Je n’ai pas…
Je n’ai pas vu Roland Sora depuis un certain temps. Il était en mission au Brésil. Il a fait là-bas des conférences, comme il fait si bien partout, tenu des séminaires, des tables rondes. À son retour, il est plus que volubile sur ce pays. Les sambas, les candomblés, le brassage de l’Afrique, de l’Amérique et de la latinité, le style unisexe, il ne tarit pas. Le fabuleux « naturel » des Brésiliennes, tellement plus fort que celui que Stendhal prêtait aux Italiennes. Et l’extrême attention, partout, à ce que la culture de la vieille Europe a de plus avancé. La vieille Europe, pourtant, il faut bien le dire ! Depuis qu’il est rentré, tout lui paraît ici étriqué et sans vigueur. Sans jeunesse. Là-bas, malgré les impasses économiques et les difficultés de la démocratie, il y a comme une jeunesse sauvage et un vertige de l’avenir. Malgré de larges zones de misère, une espérance et une joie. Et puis, l’été tropical resplendissait. Ici, c’est à peine la fin de l’hiver.
C’est dire que M. Sora est disposé à entendre l’histoire de mes dernières péripéties comme on prendrait acte, de Sirius, des dernières anecdotes de notre planète. Je me sens réellement mal à l’aise en face de lui dans ce bureau où il a bien voulu m’accorder quelques instants, en dépit du nombre des étudiants qui se pressent à sa porte depuis son retour. Je garde la bouche close. Heureusement, il a la bonté de me demander où j’en suis. Où en suis-je ? Voilà tout le mystère en effet. Je lui dis qu’avec Dautrand l’étape a été franchie. Il signe des papiers devant moi, faisant semblant de ne pas entendre, puis remue vaguement la tête, comme pour indiquer que la fatalité étant ce qu’elle est, il ne peut que s’incliner ou que, de toute façon, comme il est encore au Brésil, de cœur, d’esprit et de corps, ce genre de nouvelle le touche autant qu’une feuille morte qui effleure le sol. S’éloigne-t-il de moi ? En aurait-il assez, et même plus qu’assez de mes petites histoires et de mes confidences ? C’est le sentiment que j’ai, tout d’un coup, devant ce bureau. J’ai envie de me lever et de partir. Ou de pleurer, ce qui serait le pire.

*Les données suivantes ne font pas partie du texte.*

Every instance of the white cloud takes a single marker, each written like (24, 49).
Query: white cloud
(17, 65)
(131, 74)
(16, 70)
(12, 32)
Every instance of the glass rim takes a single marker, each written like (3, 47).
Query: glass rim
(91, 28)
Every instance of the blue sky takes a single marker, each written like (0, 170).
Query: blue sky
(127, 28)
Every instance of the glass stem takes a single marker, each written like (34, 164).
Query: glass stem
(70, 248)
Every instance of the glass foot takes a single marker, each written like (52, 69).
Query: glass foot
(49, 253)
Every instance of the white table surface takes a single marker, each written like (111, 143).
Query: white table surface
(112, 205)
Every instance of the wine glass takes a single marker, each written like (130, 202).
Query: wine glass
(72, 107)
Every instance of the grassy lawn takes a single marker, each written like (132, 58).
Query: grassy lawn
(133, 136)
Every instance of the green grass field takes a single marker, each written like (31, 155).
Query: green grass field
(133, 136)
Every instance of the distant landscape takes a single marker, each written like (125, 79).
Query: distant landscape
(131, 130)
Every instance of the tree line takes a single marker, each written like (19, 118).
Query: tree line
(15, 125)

Mais j’enchaîne. Je raconte mes mésaventures avec Clorinde. Et les turbulences de la Générale. Là, Sora s’arrête de signer et me prête une oreille sensiblement plus attentive. Il paraît s’amuser. Sans doute, au fond de lui-même, n’est-il pas loin de penser, comme le commissaire, que je suis sur une pente dangereuse et que je commence à « troubler l’ordre public » de notre charmante petite ville. Il devrait tout de même avoir l’avantage sur M. Beloy de comprendre que cela est dû aux imprévisibles engrenages de cette activité, sûrement coupable, qui consiste à lire à voix haute ce qui est fait pour le silence. Où cela peut-il mener ? S’il ne le sait pas lui, qui le saura ? Il est vrai qu’il préfère, à y bien réfléchir, voir les livres dans le placard de sa bibliothèque qu’en liberté. Il y a si longtemps qu’il les apprivoise !
En tout cas, il est indulgent. Pris sans doute par le temps et n’osant me mettre à la porte, il se lève, vient vers moi et dépose un baiser fraternel sur chacune de mes joues.